Despite the fact that glutamate this website receptor antagonists caused map expansion and increased overlap between Mab and Mad, movement topography was not abolished. The Mab and Mad maps could still be distinguished in the presence of glutamate receptor antagonists (Figure 6B), with no significant reduction in the separation between their centers of gravity (Figure 6D). Application

of glutamate receptor antagonists did not cause a significantly greater shift in map centers from their baseline positions than application of saline for Mab (0.5 ± 0.09 versus 0.5 ± 0.1 mm, respectively, p = 0.96, n = 9 versus n = 5, t test) or Mad (0.5 ± 0.09 versus 0.2 ± 0.04 mm, respectively, p = 0.06). Although the increased movement durations (Figure 5C) and expansion of motor maps (Figure 6C) caused by disruption of excitatory synaptic transmission were unexpected, this may be explained

by PD-1/PD-L1 assay a loss of disynaptic inhibition (Helmstaedter et al., 2009, Murayama et al., 2009, Adesnik and Scanziani, 2010, Silberberg and Markram, 2007 and Kapfer et al., 2007). To test this hypothesis, we repeated these experiments with GABAA receptor antagonists (gabazine 1 μM n = 4 or picrotoxin 100 μM n = 2, Figure S6). GABA receptor antagonists diminished differences between Mab and Mad movement trajectories, but had no significant effect on movement kinematics (Figure S6), and generally did not degrade functional subdivisions of the motor cortex. Disrupting GABAergic transmission

did reproduce the increases in map amplitude (Figure S7C) and area (Figure S7D) seen during blockade of excitatory transmission. As with the delayed increase in movement speeds (Figure 5C), this effect was restricted to Mad. These effects are consistent with disinhibition causing the selective expansion of the Mad subregion.

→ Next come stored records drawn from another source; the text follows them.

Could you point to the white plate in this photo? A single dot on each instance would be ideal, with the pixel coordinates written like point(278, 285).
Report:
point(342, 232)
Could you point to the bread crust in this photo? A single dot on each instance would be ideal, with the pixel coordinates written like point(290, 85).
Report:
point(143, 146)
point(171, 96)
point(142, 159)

The separation between Mab and Mad and the region of overlap between them was unchanged (Figure S7E). Like glutamate receptor antagonists, GABA receptor antagonists did not cause greater displacement of map centers than saline treatment for Mab (0.6 ± 0.1 versus 0.5 ± 0.1 mm, p = 0.37, n = 6 versus n = 5, t test) or Mad Axenfeld syndrome (0.4 ± 0.1 versus 0.2 ± 0.04 mm, p = 0.24). The observation that disrupting intracortical synaptic transmission can impair the expression of diverse complex movements without abolishing the topography of movement maps was initially surprising, but may be explained by differences between the roles of intracortical and corticofugal circuits. It is possible that cortical application of receptor antagonists interferes with local circuit function and the generation of complex movements by prolonged stimulation, but does not alter the movement maps generated by the output of corticofugal cells directly activated by brief pulses of optogenetic excitation.